Mixing warm, buoyant surface water with cold, dense deep water requires that turbulence do work against gravity. This mixing process must compete with friction, which typically dissipates a large fraction of the energy of the turbulence. It has long been known, in fact, that the efficiency of ocean mixing (the fraction of turbulent energy available to do work against gravity) is remarkably consistent: about 20%. This project has furnished a long-sought explanation for that uniformity: the 20% efficiency is an expected property of marginal instability as described above. It turns out that marginal instability is not just a property of equatorial turbulence but is in fact found throughout the world ocean, thus explaining the ubiquity of 20% mixing efficiency.
The equatorial deep cycle varies from season to season. We investigated that variation using large-eddy simulations of flow regimes characteristic of the four seasons. This allowed us, for example, to correct a previous impression that the deep cycle stops in boreal spring. This misapprehension was due to the limitations of existing measurements. In fact, the simulations indicate that the deep cycle continues in all seasons and remains important to air-sea heat exchange, but in spring it becomes too shallow to be detected by existing moored instruments. Future instrument placements will be guided by this prediction.

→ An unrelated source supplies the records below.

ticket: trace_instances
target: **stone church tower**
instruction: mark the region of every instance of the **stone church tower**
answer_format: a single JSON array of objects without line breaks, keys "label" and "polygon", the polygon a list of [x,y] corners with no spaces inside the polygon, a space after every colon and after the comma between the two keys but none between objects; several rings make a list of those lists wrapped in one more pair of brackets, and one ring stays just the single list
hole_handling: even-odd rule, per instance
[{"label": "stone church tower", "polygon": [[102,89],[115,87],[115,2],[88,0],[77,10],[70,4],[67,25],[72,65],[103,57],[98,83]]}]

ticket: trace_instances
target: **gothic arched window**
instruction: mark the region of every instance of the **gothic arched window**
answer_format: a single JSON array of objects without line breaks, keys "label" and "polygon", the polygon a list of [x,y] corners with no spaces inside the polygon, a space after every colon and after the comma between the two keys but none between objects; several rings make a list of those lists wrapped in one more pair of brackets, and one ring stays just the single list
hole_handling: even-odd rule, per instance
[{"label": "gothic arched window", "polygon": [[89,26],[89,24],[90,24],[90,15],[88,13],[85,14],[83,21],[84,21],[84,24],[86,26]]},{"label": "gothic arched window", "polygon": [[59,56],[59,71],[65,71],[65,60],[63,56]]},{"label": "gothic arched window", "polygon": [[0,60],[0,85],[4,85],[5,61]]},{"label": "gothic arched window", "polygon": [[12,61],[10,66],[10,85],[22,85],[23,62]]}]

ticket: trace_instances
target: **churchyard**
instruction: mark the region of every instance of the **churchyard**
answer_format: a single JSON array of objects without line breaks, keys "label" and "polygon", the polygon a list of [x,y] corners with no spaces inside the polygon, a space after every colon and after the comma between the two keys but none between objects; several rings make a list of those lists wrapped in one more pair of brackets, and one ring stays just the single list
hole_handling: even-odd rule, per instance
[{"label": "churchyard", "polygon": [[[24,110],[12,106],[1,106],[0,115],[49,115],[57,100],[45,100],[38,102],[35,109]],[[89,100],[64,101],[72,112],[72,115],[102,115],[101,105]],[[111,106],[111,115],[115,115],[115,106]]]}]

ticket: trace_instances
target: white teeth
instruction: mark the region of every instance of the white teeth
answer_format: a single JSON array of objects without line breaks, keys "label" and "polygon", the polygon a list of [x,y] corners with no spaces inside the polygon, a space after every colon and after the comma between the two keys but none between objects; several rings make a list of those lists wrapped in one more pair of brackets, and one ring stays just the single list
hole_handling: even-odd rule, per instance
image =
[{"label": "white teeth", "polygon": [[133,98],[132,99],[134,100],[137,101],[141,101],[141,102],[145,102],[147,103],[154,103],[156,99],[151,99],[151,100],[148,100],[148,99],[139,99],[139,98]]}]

While existing, multi-decadal observations of the equatorial oceans do not measure the deep cycle directly, they do allow us to detect marginal instability. We have therefore been able to develop a seasonal climatology of the deep cycle based on three decades of observations. For the future, we are in a position to use large eddy simulations to study the variation of deep cycle turbulence over the El Niño - Southern Oscillation cycle.
Broader Impacts
As noted above, marginal instability is not purely a phenomenon of the equatorial oceans; it appears to be the rule wherever ocean currents are subjected to slow forcing by winds or gravity. This includes estuarine flows, deep-ocean gravity currents and low-frequency internal waves. Similar phenomena occur in the atmosphere in connection with clear-air turbulence, and during night-time or winter cooling. Our new understanding of margial instability will be useful in these other regimes. Marginal instability is also an example of self-organized criticality, a new paradigm in statistics that describes episodic phenomena such as earthquakes, landslides, solar flares and even stock market fluctuations. This insight promises multiple avenues for interdisciplinary research in the future.
The project supported junior scientist Dr. Hieu Pham, who was promoted to the rank of project scientist during the tenure of the grant. His skillset expanded from numerical modeling to include observational techniques and data analysis as a result of working with the OSU PIs Smyth & Moum.